Global Warming is Real, Y’all

Just kidding.  Just kidding as in that’s not what we’re going to talk about today.  Global warming is real.  Whatever.  The point is, today I bring to you a cautionary tale out of Dickinson ISD, who went to the mattresses with their insurance company, Texas Windstorm Insurance Association (“TWIA”) over storm damage caused by Hurricane Ike.  No, you mean Hurricane Harvey [you’re probably thinking].  No, I mean Ike.  As in 2008 Ike.  Ten years ago Ike.

There are a couple of lessons here. The first of which is to carefully read a case before you represent to the entire Law Dawg readership that you are covering it tomorrow.  The second is that if, like Dickinson ISD, you decide to take on your insurance carrier on a coverage claim, you need to prepare yourself to fight tooth and nail for a very long time.

In this case, Texas Windstorm Insurance Association v.
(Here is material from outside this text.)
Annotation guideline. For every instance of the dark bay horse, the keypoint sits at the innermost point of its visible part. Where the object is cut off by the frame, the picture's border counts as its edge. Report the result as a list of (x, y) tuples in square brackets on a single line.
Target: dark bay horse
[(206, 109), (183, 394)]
Dickinson Independent School District, the school district litigated a breach of contract claim against their carrier, TWIA, to the point of a five-day jury trial on the singular issue of whether TWIA breached the contract at the heart of the policy held by Dickinson ISD.  The jury concluded it did.  The trial court awarded $9.6 million dollars for the appraisal award, interest, and attorney’s fees, less prior payments, deductibles and sales tax.  TWIA immediately filed a motion to set aside this verdict and prevailed in part.  The issue was whether DISD adequately proved that the damage (roof) was caused by a “covered peril.”  This was a wind and hail policy, so “flood, surface water, waves, storm surge, tides, tidal water, tidal waves, tsunami, seiche [?], overflow of streams or other bodies of water, or spray from any of these, all whether driven by wind or not” were not covered.  Likewise, no rain damage was covered, unless caused by an opening itself caused by wind or hail.

Ultimately, the court concluded that DISD failed to conclusively establish that the direct physical losses to its covered property were caused by windstorm or hail.  For its part, DISD argued that the appraisal award determined the amount of its losses caused by the “covered peril” and that TWIA could not be permitted to dispute causation, rendering the appraisal process meaningless.  TWIA responded arguing that the appraisal process determines only damages (amounts) and not liability (causation).  Essentially the court sided with TWIA, holding that damages are properly determined by appraisers, that liability is properly determined by courts, and that DISD’s reliance on the appraisal was inadequate to establish liability.  The upshot?  More court proceedings.

DAWG BONE:  GO BACK AND READ YOUR INSURANCE POLICIES, PAYING PARTICULAR ATTENTION TO THE EXCLUSIONS.